Example: Dynamic array (ArrayList) doubling. Individual insertions are O(1) amortized even though resizing copies all elements, because resizing happens infrequently (the cost of copying is spread across the insertions that preceded it).
Choosing Algorithms by Problem Type
| Problem Type | Recommended Approach | Sub-Skill |
|---|---|---|
| Ordering elements | Comparison sort (Quicksort, Mergesort) or linear sort (Radix) | sorting-searching |
| Finding elements | Binary search, hash-based lookup | sorting-searching |
| Storing/retrieving structured data | Choose appropriate data structure by access pattern | data-structures |
| Shortest path / connectivity | Graph algorithms (BFS, DFS, Dijkstra) | graph-algorithms |
| Optimization with overlapping subproblems | Dynamic programming | dynamic-programming |
| Enumerating configurations / constraint solving | Backtracking, branch and bound | combinatorial |
| String matching | KMP, Rabin-Karp, suffix structures | sorting-searching |
| Scheduling / ordering dependencies | Topological sort | graph-algorithms |
| Minimum spanning tree | Prim's, Kruskal's | graph-algorithms |
| Subset/permutation generation | Combinatorial generation | combinatorial |
Algorithm Analysis Checklist
When evaluating or selecting an algorithm:
- Identify the problem class -- Is it a searching, sorting, graph, optimization, or enumeration problem?
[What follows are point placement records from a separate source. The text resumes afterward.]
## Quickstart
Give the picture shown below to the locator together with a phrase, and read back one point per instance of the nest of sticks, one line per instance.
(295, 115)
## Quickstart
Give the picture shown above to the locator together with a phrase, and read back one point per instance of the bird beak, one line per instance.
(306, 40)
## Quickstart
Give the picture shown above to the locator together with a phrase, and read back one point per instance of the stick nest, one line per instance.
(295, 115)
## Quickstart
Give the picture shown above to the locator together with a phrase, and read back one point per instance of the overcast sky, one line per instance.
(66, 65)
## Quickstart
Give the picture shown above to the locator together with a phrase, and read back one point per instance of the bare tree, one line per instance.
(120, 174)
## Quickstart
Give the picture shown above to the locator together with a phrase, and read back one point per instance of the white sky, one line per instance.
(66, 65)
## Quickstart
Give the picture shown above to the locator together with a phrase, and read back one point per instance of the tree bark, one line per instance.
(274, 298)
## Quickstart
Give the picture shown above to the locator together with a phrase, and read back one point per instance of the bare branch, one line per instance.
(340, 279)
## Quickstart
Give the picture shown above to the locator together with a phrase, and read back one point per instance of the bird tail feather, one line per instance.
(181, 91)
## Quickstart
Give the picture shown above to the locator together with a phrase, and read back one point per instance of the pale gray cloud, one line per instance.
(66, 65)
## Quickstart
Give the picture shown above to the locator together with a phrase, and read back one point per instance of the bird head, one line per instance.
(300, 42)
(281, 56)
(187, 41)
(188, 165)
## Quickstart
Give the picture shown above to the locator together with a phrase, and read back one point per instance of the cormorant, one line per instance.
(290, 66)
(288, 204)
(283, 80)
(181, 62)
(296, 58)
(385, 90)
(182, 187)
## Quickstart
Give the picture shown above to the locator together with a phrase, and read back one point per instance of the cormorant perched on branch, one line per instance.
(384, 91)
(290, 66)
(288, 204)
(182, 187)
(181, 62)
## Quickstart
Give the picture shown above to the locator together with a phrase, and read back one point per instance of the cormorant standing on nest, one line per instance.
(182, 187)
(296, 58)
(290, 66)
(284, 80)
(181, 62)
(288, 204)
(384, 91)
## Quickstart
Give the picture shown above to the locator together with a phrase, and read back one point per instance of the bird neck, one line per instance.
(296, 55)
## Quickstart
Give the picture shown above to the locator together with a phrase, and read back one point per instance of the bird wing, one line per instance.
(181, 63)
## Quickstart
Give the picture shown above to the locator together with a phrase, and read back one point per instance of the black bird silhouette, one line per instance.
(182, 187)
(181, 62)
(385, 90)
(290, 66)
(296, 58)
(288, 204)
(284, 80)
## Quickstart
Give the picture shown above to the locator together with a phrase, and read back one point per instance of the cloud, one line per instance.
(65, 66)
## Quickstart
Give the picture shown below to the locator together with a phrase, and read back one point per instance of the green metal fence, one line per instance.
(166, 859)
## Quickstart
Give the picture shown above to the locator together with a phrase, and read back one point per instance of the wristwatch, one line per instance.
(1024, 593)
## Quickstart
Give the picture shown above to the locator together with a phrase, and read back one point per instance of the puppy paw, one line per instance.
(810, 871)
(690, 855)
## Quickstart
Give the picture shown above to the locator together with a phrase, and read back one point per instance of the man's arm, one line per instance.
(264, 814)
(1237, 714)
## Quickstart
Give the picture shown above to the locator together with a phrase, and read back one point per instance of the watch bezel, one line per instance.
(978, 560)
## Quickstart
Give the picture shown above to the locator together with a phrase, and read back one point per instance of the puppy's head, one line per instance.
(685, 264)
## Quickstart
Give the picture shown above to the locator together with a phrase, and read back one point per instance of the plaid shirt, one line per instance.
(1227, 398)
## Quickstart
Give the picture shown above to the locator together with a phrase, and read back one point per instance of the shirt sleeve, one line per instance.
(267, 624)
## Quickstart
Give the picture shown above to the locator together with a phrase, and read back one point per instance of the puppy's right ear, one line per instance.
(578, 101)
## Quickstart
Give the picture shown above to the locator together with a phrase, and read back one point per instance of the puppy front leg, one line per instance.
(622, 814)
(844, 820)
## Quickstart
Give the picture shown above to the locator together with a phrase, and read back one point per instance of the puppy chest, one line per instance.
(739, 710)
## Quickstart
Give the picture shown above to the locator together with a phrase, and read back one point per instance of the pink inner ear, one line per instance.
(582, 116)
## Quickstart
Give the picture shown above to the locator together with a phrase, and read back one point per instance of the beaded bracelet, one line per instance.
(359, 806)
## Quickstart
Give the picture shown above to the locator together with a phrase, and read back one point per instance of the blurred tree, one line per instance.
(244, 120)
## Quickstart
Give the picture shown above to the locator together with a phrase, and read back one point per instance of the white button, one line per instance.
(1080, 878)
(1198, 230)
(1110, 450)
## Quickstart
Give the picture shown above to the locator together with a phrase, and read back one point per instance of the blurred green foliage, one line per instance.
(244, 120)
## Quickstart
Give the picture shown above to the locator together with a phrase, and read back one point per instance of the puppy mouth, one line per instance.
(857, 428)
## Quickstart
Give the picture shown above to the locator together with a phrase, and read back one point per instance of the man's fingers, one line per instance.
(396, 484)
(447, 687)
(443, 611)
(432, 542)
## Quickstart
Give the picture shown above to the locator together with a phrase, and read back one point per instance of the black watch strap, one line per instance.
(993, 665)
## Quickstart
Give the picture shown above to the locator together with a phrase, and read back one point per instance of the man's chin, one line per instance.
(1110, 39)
- Determine input constraints -- What is the expected input size? Are there special properties (sorted, sparse, bounded range)?
- Analyze time complexity -- What is the worst-case, average-case, and best-case behavior?
- Analyze space complexity -- How much auxiliary memory is required?
- Consider stability and determinism -- Does order preservation matter? Is randomness acceptable?
- Evaluate practical constants -- Two O(n log n) algorithms may differ significantly in constant factors and cache behavior.
- Benchmark with real data -- Asymptotic analysis is a starting point; real-world performance depends on data distribution and hardware.
Best Practices
- Start with the simplest correct algorithm, then optimize if profiling shows a bottleneck.
- Know the standard library -- most languages provide well-optimized sorting, searching, and data structure implementations.
- Prefer algorithms with good average-case behavior for general use; consider worst-case guarantees for safety-critical systems.
- Understand amortized costs before concluding that an operation is "slow" based on a single invocation.
- Reference Knuth's TAOCP for rigorous analysis and historical context on any fundamental algorithm.